Modigliani's Muse is a collection of poetry based on the artist Modigliani. Modigliani painted human beings. No other modern artist focused so entirely on the human form, whether his medium was pencil, charcoal, oil, or sculpture. Simultaneously, Modigliani was an artist defined by the twentieth-century Paris of the early teens and twenties. He was deeply influenced by the work of Paul Cézanne and Henri Toulouse-Latrec, whose work he discovered shortly after his arrival in 1906.
I have loved Modigliani’s work all of my life. I first viewed his portrait, “Girl with a Necklace,” on my childhood trips to the Art Institute of Chicago. Modigliani’s girl captivated me, and I would find myself sitting before the portrait making up stories about her. In later years, I continued to look for Modigliani’s work in museums throughout the United States and the world. When I lived in New York, I spent hours before the collection of Modiglianis at the Museum of Modern Art and at the Metropolitan.
During the summer of 2002, on a scholarship at the Banff Center for the Arts in Canada, I began to write a series of poems about the artist’s life and art, including the life of Jeanne and his other sitters and close friends—from his art dealer, the Polish émigré, Zborowski, to his former lover, the risqué British journalist, Beatrice Hastings, as well as the important Russian poet, Anna Akhmatova, who described Modigliani as an artist “entirely conquered by the ‘grand art’” and also, “that rarity, a painter who knew and loved poetry.” My series of poems soon grew into a book-length study of the artist and his world. Having written a dissertation on women’s life writing, I began to scrutinize my own investment in the work and ultimately wrote myself into the artist’s portraits and the lives of his sitters in a sequence that foregrounds the individual subjectivity a viewer brings to bear on the paintings.
In Modigliani’s Muse, I created an (auto)biography in poetry, and I am drawn to the fractured, compressed form of poetry in telling Modigliani’s life story because the individual poems allow windows into intense moments of that life.
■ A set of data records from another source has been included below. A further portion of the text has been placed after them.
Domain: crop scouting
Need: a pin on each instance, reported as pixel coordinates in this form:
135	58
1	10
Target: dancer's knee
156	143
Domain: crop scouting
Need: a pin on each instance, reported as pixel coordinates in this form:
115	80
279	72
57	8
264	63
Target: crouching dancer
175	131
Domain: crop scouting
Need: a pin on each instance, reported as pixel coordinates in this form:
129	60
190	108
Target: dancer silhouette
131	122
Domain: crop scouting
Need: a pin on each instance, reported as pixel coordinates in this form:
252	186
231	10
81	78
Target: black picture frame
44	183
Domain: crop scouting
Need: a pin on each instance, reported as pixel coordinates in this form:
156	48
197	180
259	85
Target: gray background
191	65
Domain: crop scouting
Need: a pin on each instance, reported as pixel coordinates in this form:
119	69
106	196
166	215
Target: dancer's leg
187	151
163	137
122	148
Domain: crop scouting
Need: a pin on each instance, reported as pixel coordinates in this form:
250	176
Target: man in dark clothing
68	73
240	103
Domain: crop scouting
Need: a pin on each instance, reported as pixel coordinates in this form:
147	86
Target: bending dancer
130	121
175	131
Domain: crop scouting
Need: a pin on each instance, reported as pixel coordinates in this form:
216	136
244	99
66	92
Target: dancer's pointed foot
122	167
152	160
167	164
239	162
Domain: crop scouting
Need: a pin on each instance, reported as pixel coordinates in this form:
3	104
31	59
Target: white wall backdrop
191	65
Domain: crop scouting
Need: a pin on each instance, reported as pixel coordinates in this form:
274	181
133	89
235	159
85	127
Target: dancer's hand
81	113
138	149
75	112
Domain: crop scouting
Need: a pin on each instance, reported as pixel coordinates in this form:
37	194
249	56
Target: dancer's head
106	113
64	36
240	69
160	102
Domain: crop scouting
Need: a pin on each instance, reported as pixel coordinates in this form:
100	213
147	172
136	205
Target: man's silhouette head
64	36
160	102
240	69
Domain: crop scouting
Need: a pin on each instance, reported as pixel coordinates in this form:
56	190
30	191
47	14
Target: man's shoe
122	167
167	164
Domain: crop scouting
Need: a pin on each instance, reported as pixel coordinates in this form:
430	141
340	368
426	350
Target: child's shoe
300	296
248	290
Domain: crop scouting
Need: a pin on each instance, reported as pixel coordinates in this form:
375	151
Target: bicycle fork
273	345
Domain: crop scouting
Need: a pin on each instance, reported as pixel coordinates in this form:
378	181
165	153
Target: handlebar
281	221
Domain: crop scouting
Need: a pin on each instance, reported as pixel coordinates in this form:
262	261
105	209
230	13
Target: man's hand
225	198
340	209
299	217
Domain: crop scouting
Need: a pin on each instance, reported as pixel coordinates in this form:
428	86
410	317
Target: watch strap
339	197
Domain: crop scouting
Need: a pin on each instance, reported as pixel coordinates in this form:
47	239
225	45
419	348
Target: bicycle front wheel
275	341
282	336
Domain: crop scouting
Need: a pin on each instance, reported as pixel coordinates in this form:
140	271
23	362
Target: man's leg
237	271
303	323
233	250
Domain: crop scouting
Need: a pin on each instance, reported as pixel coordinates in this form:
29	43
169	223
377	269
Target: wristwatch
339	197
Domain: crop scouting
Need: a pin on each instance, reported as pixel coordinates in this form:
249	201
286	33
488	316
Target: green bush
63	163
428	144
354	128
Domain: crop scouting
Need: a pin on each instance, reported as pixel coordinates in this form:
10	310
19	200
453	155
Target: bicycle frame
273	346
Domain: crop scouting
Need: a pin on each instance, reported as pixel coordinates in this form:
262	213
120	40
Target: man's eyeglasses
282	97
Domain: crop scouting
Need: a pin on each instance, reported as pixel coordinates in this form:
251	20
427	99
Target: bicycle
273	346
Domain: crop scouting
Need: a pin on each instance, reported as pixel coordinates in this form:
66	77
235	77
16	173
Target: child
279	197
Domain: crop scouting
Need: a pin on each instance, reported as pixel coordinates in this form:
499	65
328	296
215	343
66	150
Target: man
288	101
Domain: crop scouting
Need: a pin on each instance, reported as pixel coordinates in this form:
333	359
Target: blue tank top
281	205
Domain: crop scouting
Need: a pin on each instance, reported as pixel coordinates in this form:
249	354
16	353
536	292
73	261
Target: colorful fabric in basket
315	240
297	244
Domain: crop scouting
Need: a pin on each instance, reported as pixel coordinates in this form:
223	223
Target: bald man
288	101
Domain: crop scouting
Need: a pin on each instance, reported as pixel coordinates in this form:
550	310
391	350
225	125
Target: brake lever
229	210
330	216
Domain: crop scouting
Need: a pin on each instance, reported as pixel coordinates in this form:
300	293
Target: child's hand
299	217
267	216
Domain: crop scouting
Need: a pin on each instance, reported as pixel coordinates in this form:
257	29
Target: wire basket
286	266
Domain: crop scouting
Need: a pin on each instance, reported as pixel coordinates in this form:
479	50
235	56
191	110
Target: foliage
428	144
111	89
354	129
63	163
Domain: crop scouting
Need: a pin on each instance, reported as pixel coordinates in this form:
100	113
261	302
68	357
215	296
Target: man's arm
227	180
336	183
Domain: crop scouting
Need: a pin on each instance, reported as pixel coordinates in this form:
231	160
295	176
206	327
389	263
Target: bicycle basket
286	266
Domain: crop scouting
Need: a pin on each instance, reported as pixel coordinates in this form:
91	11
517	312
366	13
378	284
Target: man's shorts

Individual poems give many speakers voices, including Modigliani’s mother in “Trellis, Eugenia” and the wife of Modigliani’s art dealer in “Anna’s Portrait.” In this way, photography is like poetry. A photograph captures a moment. A series of photographs act as another kind of charged history in images.
Modigliani's Muse was published by WordTech Communications on March 19, 2009.